Tanıdık bile değil.

Geri geri düşmeden kaç adım sayabilirim acaba diye 5 ay boyunca önümü görmeden yaşamışım gibi hissediyorum. bazı şeylere katlanmanın bazı insanlarla ilişkisi olması sizce de acımasızlık değil mi? sanki eksilen yılları ve kaybolan insanları saymamak için tırnaklarımı tekrar yemeye başlasam bir etkisi olacakmış gibi, hiç bir şey kolaylaşmıyor. sanki ileriye doğru bakmanın artık bir anlamı kalmamış ve her şeye boşuna katlanmışsınız, her şeyi boşuna planlamışsınız gibi gelmesi sizce de ağır değil mi? 

Bazı mutlu anıların bazı insanlarla ilişkisi olması o anıları hep mutlu hatırlamanıza yetiyor mu? üzerinde yürüdüğüm o metaforik ip bir yerlerde o kadar gerilip, o kadar sesli koptu ki ben sanki bütün anılara bakarken kulağımda onun ağır çekim çınlamasını duyuyorum. ilklerim ile ilkelerimin çarpıştığı, bir daha hiç bir şeyin eskisi gibi olamayacağı, bardağın dibinde bırakılan bir yudum suyun koca bir dünyayı yanmaktan kurtaracağına olan inancımın kaybolduğu bir hayata doğru, ama tersten, ama yalın ayak, ama daha güçlü olduğuma inanarak yürüyorum sanki.

Günümüzde kimse güçlü olduğuna inanarak mutlu olmuyor ne yazık ki. güçlü insan perişan insandır bunu hepimiz biliyoruz. kimi kandırıyoruz ki?

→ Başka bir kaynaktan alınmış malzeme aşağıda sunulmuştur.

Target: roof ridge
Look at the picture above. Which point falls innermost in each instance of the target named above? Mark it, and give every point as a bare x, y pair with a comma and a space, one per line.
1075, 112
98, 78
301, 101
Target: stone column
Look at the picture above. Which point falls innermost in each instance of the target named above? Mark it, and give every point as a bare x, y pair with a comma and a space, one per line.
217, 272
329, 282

Küçücük bir zarfın içindeki santimlik kağıt parçalarını birleştirerek ortaya çıkardığım tam 30 parçalı el yapımı bir puzzle ile, varlığımın bütün sırlarını çözdüğüm, yaşadığım bütün aşkların acılarını unuttuğum, başarıp başaramadığım ne varsa anlamını yitirdiği o 13 yıl süren 3 saniyeyi hatırladığımda acıtmaması gerekmez miydi? bütün o yolları tekrar mı yürümem gerekecek şimdi? hem de tersten öyle mi? 

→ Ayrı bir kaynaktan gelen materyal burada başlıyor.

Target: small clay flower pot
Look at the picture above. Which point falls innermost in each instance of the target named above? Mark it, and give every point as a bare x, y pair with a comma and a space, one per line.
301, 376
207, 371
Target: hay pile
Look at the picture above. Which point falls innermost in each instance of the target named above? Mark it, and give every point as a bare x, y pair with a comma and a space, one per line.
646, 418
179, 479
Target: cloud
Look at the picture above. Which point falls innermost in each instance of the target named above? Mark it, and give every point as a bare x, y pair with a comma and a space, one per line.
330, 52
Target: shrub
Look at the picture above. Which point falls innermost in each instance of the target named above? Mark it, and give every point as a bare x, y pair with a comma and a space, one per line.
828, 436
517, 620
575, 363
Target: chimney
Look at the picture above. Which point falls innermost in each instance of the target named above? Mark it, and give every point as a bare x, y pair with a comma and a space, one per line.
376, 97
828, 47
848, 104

Kendimi bunun olacağına hazırlasaydım bile etkisini azaltmayacaktı biliyorum. elimde üzerinde uyuduğum sahilin kum taneleri kaldı ve 11 km boyunca parmaklarımın arasından dökülüp kayboldular ben o yolu bitirdiğimde, içi elyaf dolu, kenarları sanki koca bir yarayı kapatırmışçasına dikilen uçuş pembesi yastıkları aramaya başladım. yoktu tabi ve bunu biliyor olmak onların orada olmayışının hayal kırıklığını azaltmayacaktı. sonra nereden estiği bilinmeyen o meteforik rüzgar beni tek tek üzerinden geçtiğim yollara götürdü, yanında seninle duran o diğer ayak izini sil artık, dercesine. 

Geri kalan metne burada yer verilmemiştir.